Ao longo deste processo, o campo antiaborto se especializou na produção de pânicos morais (Cohen, 1972) para promover sua bandeira, isto é, investiu na definição do aborto, das mulheres que abortam e dos grupos que defendem o direito ao aborto como uma ameaça aos valores sociais, em especial à “família” e à “criança”. Performar o sofrimento do feto, estrategicamente chamado de “bebê”, é central para a eficácia do pânico moral, pois o qualifica como vítima e pessoa dotada de direitos (Luna, 2014), além de enquadrar o aborto como “crueldade” e “assassinato”. É assim que nos repertórios de protesto do campo antiaborto, abundam imagens de “bebês” ensanguentados e miniaturas de fetos, que incitam emoções de indignação e horror.

Desde que as redes digitais se consolidaram como arena pública de disputa, as imagens se tornaram recursos fundamentais para incitar o engajamento emocional e político das pessoas. Os repertórios de pânico do campo antiaborto, ricos em imagens com alta carga moral e afetiva, encontraram nas redes digitais o ambiente ideal de reprodução e capilarização.

O campo feminista pró-legalização, por sua vez, tem historicamente investido no enquadramento do aborto como “questão de saúde pública”, a partir de marcos do direito, da ciência, da educação e do cuidado. Tais interpretações são elaboradas em linguagens mais institucionais como, por exemplo, na litigância estratégica e em cartilhas, cuja tradução no ambiente veloz e emotivo das redes digitais é um desafio.

Mas quando o PL 1904 foi colocado em regime urgência, os movimentos feministas e de mulheres rapidamente o transformaram numa oportunidade política. As hashtags #CriançaNãoÉMãe e #PLda GravidezInfantil foram as primeiras estratégias discursivas empregadas, com as quais o campo pró-legalização se apropriou da figura da “criança em sofrimento”.

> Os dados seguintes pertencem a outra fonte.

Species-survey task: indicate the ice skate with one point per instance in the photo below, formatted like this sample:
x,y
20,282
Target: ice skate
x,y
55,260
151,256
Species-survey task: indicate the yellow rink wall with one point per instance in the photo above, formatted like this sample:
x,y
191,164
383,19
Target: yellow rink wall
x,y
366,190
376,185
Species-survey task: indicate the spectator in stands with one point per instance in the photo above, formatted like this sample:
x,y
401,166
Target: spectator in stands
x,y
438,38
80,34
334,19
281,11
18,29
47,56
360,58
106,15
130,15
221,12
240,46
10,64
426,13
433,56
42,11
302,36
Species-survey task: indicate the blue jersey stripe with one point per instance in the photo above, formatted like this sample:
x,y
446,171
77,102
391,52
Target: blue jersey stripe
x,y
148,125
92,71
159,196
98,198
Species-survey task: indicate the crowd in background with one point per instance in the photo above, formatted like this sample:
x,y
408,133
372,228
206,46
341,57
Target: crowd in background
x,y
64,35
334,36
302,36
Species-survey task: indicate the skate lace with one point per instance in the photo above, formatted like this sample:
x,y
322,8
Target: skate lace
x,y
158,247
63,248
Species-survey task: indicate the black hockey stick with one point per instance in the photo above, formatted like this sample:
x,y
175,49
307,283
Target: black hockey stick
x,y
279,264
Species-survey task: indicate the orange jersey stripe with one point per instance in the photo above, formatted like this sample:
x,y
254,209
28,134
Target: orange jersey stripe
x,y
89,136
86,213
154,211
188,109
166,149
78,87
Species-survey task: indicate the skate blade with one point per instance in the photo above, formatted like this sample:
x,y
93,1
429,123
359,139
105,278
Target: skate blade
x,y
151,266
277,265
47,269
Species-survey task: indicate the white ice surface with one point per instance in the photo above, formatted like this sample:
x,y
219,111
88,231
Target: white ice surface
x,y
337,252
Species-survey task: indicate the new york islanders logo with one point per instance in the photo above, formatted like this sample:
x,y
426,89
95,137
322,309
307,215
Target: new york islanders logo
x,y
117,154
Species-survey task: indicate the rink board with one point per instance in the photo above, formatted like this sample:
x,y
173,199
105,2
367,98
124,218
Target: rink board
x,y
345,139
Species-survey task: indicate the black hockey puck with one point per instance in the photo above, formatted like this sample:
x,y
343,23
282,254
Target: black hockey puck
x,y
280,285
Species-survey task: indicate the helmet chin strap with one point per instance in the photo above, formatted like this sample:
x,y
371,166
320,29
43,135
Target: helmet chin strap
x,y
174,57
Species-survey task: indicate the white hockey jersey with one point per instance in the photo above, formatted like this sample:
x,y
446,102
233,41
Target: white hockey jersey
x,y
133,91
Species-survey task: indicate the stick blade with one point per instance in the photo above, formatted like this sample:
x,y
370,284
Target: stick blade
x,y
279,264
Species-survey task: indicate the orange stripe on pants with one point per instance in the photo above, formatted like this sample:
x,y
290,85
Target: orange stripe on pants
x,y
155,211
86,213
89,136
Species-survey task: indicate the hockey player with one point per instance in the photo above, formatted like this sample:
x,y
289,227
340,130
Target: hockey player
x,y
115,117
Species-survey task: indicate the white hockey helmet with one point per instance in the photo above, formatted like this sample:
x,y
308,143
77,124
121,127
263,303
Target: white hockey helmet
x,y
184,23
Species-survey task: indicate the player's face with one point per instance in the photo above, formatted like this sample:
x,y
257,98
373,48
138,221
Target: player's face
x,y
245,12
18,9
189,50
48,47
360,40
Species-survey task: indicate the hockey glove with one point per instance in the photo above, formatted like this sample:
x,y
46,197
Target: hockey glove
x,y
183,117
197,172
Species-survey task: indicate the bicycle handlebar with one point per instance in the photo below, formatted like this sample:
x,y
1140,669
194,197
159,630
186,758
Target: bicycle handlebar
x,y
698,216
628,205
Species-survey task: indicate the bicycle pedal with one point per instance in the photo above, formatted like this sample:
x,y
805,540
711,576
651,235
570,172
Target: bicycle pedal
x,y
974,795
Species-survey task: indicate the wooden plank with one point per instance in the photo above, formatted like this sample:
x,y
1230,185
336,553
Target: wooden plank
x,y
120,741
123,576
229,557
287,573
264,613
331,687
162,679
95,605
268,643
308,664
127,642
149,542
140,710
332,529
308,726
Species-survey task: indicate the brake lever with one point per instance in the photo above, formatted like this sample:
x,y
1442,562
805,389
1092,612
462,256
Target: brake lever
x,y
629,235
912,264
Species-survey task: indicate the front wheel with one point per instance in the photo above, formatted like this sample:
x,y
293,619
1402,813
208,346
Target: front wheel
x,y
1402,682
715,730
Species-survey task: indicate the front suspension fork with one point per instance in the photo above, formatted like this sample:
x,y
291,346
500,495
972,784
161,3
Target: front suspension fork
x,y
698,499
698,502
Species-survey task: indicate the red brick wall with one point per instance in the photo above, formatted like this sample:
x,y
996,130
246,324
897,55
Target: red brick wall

Embora o PL criminalize a todas as mulheres e pessoas com capacidade de gestar, as feministas foram bem-sucedidas em enfatizar o impacto para as mais “vulneráveis”: meninas que engravidam em decorrência de estupro e respondem pela maior taxa de abortos legais tardios, quando chegam a acessar este direito. A estratégia permitiu qualificar como vítimas as “crianças estupradas e obrigadas a gestar”, não o feto. Em seguida, #PLdoEstuprador passou a ser utilizada também, associando aos antiaborto o estigma monstruoso do “pedófilo” (Lowenkron, 2015).

Ao jogar o feitiço contra o feiticeiro, a campanha mobilizou públicos para além das bolhas ativistas e acuou apoiadores do PL. Profissionais da saúde, também criminalizados pelo projeto, engrossaram o coro, agregando à campanha a legitimidade e autoridade do campo médico-científico. O sucesso da mobilização se traduziu no aumento da capacidade do campo pró-legalização de disputar na arena pública termos antes capturados pelos setores antiaborto, como “infância”, “vida”, além da própria noção de “estupro”.

Normalmente enunciado como exceção, o estupro foi escancarado como violência cotidiana, cometida e silenciada sobretudo dentro de casa, o que permitiu questionar também o ideal de “família” frequentemente mobilizado pelo campo opositor. Como me disse uma liderança feminista, “fizemos do limão uma limonada”. Bem verde.